Equity income and quality of earnings
The 30% net-profit growth is supported by clean operating fundamentals, not one-off items: adjusted EBITA up 21%, PBT up 32%, NI up 30%. The slight outperformance of PBT versus EBITA reflects lower net financial expenses as Hitachi's debt has been progressively de-leveraged through asset sales (the Hitachi Logistics, Hitachi Construction Machinery deconsolidations, etc., completed in prior years now flowing through). Equity-method income made a meaningful incremental contribution, particularly from joint ventures in railway systems and select industrial JVs.

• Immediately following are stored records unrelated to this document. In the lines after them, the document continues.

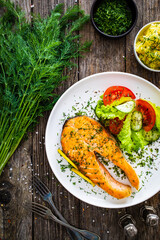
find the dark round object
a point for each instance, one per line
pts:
(5, 197)
(131, 5)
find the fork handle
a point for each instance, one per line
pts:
(87, 234)
(74, 235)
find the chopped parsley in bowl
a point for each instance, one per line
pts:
(114, 18)
(147, 46)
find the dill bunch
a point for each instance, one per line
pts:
(32, 60)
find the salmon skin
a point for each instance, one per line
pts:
(81, 137)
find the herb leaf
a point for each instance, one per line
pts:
(32, 60)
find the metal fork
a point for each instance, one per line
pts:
(47, 196)
(45, 212)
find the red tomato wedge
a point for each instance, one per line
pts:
(148, 114)
(116, 92)
(115, 125)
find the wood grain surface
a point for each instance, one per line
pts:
(30, 158)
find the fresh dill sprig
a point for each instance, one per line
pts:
(32, 60)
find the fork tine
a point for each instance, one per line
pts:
(36, 208)
(40, 187)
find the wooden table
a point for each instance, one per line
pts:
(30, 158)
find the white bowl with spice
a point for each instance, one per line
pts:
(147, 46)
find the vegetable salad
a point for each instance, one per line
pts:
(135, 122)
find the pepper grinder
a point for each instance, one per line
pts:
(149, 216)
(128, 224)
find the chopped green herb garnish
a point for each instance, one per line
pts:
(113, 17)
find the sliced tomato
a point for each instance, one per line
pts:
(115, 125)
(148, 114)
(116, 92)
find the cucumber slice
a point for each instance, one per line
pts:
(151, 135)
(155, 135)
(147, 135)
(136, 121)
(126, 107)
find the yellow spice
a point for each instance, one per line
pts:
(148, 46)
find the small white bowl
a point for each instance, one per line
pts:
(136, 38)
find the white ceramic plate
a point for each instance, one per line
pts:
(82, 96)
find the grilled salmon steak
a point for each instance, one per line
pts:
(81, 137)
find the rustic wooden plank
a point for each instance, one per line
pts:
(16, 224)
(65, 202)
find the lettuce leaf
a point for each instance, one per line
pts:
(108, 111)
(125, 136)
(157, 111)
(138, 139)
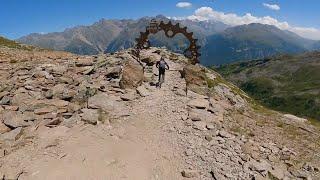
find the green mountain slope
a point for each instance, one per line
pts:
(285, 83)
(251, 41)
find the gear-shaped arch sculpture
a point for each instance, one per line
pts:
(170, 31)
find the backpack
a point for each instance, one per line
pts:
(162, 64)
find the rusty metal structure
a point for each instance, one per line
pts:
(170, 31)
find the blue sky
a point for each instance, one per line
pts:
(21, 17)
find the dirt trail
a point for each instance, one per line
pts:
(141, 146)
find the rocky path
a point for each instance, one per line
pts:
(142, 145)
(101, 117)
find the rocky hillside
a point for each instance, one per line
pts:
(285, 83)
(65, 116)
(81, 39)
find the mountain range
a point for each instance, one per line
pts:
(285, 83)
(220, 43)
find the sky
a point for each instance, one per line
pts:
(22, 17)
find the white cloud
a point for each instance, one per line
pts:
(275, 7)
(183, 5)
(207, 13)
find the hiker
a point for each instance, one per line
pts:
(162, 66)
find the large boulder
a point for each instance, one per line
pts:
(14, 119)
(12, 135)
(132, 75)
(101, 101)
(90, 116)
(3, 128)
(113, 72)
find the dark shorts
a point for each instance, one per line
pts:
(162, 71)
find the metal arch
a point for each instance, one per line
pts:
(170, 31)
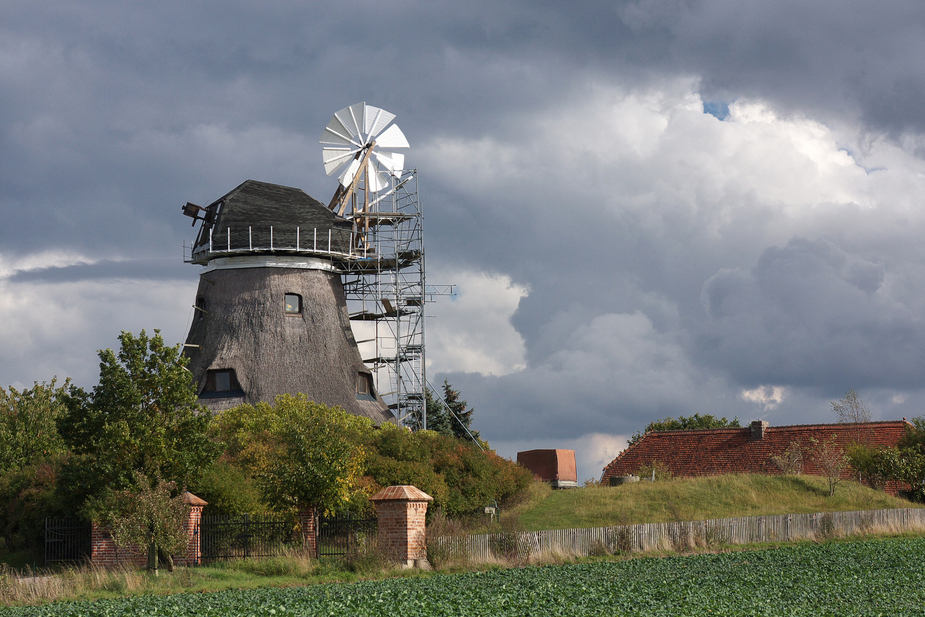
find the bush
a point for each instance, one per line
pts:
(229, 490)
(457, 474)
(27, 497)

Outlook: medium-term plan trajectory intact
This earnings disclosure focuses on FY26 actuals. Hitachi's medium-term management plan (FY25–27) targets revenue of ¥11.0 trillion, adjusted EBITA of ¥1.4 trillion, and ROE of 13% by FY3/2028 — and the FY26 actuals put the group well on track on every dimension. The detailed FY3/2027 guidance and segment-by-segment breakdown will follow at the investor day held alongside this disclosure. With Lumada now exceeding 30% of group revenue, Hitachi increasingly resembles a software-flavored industrial conglomerate (closer to Siemens-style positioning) than a traditional Japanese keiretsu hardware maker. No material going-concern issues or significant subsequent events were noted.

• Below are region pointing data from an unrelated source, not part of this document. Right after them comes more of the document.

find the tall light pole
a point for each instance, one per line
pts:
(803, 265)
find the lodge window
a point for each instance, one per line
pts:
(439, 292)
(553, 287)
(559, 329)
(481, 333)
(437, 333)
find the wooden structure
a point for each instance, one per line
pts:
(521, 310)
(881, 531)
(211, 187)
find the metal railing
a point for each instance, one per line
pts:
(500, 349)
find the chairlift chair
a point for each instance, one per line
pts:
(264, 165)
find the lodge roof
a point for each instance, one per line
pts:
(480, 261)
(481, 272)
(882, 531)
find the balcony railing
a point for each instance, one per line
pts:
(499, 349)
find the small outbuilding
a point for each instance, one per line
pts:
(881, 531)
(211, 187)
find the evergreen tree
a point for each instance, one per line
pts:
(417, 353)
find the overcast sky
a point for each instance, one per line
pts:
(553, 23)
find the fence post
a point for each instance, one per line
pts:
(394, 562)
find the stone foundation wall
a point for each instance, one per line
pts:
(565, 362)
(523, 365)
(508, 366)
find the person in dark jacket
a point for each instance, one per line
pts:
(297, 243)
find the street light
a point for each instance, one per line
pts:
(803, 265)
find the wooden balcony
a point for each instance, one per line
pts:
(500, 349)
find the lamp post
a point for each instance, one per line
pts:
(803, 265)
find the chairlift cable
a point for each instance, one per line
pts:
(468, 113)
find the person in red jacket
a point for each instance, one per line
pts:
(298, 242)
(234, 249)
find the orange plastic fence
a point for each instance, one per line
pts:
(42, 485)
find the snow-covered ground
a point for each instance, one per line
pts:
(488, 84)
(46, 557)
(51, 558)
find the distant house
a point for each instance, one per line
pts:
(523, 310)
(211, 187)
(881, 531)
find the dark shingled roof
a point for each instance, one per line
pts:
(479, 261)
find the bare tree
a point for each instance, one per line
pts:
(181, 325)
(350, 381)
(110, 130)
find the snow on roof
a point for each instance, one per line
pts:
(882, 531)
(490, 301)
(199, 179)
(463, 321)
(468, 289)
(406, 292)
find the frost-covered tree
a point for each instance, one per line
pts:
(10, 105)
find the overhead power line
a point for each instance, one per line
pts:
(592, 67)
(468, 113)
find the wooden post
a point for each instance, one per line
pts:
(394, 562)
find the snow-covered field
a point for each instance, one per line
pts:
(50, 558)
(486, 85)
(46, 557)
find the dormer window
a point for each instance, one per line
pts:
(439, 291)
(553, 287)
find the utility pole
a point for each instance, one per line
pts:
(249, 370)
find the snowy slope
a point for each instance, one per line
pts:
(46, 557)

| Metric | FY3/2026 | FY3/2025 | YoY |
|---|---|---|---|
| Revenue (¥ billion) | 10,586.8 | 9,783.4 | +8.2% |
| Adjusted OP (¥ billion) | 1,199.3 | 971.6 | +23.4% |
| Adjusted EBITA (¥ billion) | 1,311.4 | 1,083.5 | +21.0% |
| Profit before tax (¥ billion) | 1,273.1 | 962.7 | +32.2% |
| Net profit (¥ billion) | 851.4 | 656.9 | +29.6% |
| Profit attrib. to owners (¥ billion) | 802.4 | 615.7 | +30.3% |
| Basic EPS (¥, post-split) | 176.76 | 133.85 | +32.1% |
| Adjusted OP margin | 11.3% | 9.9% | +1.4pp |
| ROE | 12.9% | 10.7% | +2.2pp |
| Equity ratio (owners) | 43.7% | 44.0% | −0.3pp |
JapanStockPulse provides informational content only and does not constitute investment advice. Figures are taken from the company's published earnings short report and may be subject to subsequent revision.